Hyaluronic acid helps in the growth and development of cartilage and bone joints by promoting the growth of new cells and tissues.
- Reducing inflammation.
Hyaluronic acid plays an important role in reducing joint inflammation and pain caused by injuries or tissue degeneration.
In the joints and in the rest of the body, hyaluronic acid also acts as a moisturizing cream, keeping the tissues hydrated. The highest concentrations of hyaluronic acid are found in the joints and eyeballs, where they help protect the eye lenses.
Use of hyaluronic acid
Hyaluronic acid is used for various treatments, such as those for joints, skin and eyes.
Hyaluronic acid injections are used to treat joints. These injections can be intraarticular (inside the joint capsule) or periarticular (around the joint capsule). Several joint diseases treated with hyaluronic acid include:
- Osteoarthritis Hyaluronic acid injections can reduce or relieve inflammation caused by cartilage and bone wear in osteoarthritic joints. The injected gel helps restore lubrication and also causes the growth of new cartilage and bone tissue in these joints. Osteoarthritis of the knee, shoulder, ankle, hip and thumb can be treated with injections of hyaluronic acid.
- Frozen shoulder. Injections of hyaluronic acid can help relieve stiffness in a frozen shoulder. Research has shown that reduced stiffness may be due to the effects of hyaluronic acid on reducing inflammation and islets in the synovial membrane.
- Rheumatoid arthritis. A recent small study found that injections of hyaluronic acid can help control inflammation and synovitis in the joints of the feet and caused by rheumatoid arthritis.

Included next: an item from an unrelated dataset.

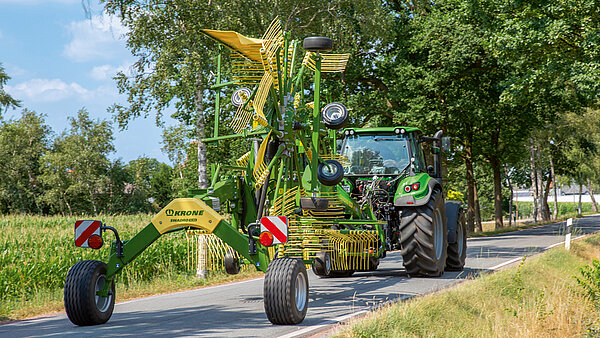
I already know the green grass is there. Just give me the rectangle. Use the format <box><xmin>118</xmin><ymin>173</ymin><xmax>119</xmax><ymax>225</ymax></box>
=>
<box><xmin>0</xmin><ymin>214</ymin><xmax>260</xmax><ymax>321</ymax></box>
<box><xmin>506</xmin><ymin>202</ymin><xmax>592</xmax><ymax>218</ymax></box>
<box><xmin>338</xmin><ymin>235</ymin><xmax>600</xmax><ymax>337</ymax></box>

- Ankle sprain. Injection of hyaluronic acid into ankle sprain can help reduce inflammation and reduce pain.
- Tennis elbow. Chronic degeneration of the lateral tendon of the epoicondyle causing the tennis elbow can be treated by injection of hyaluronic acid into the elbow joint.
The use of hyaluronic acid injections is not recommended for children, women who are pregnant or breastfeeding, or in those who have a treatment site infection or a known allergy to hyaluronic acid. Treatment with hyaluronic acid is also not recommended for people with cancer or a history of cancer. Doctors cant predict who will benefit from hyaluronic acid injections. But many doctors give them to people with osteoarthritis of the knee whose symptoms do not improve with painkillers. Hyaluronic injections are often given to people who cannot take painkillers such as acetaminophen, ibuprofen, naproxen sodium or who are unable (or are not ready) cfor omplete knee replacement surgery. Depending on the type your doctor uses, you may get one injection. Or you will get three to five injections at intervals of several weeks.
The injection is given in the same way for all species. First, the doctor cleans the area. If your knee is swollen from excess fluid, your doctor may inject a local painkiller, then insert the needle into your wrist to draw in excess fluid. While the same needle is still in place, the doctor can usually inject hyaluronic acid into the knee joint. After the injection, you should not do heavy activities for one or two days. Otherwise, you could resume normal activities.
The most common short-term side effects are less pain at the injection site and less joint fluid accumulation. They disappear within a few days. Rarely, larger inflammation may occur in the injected joint.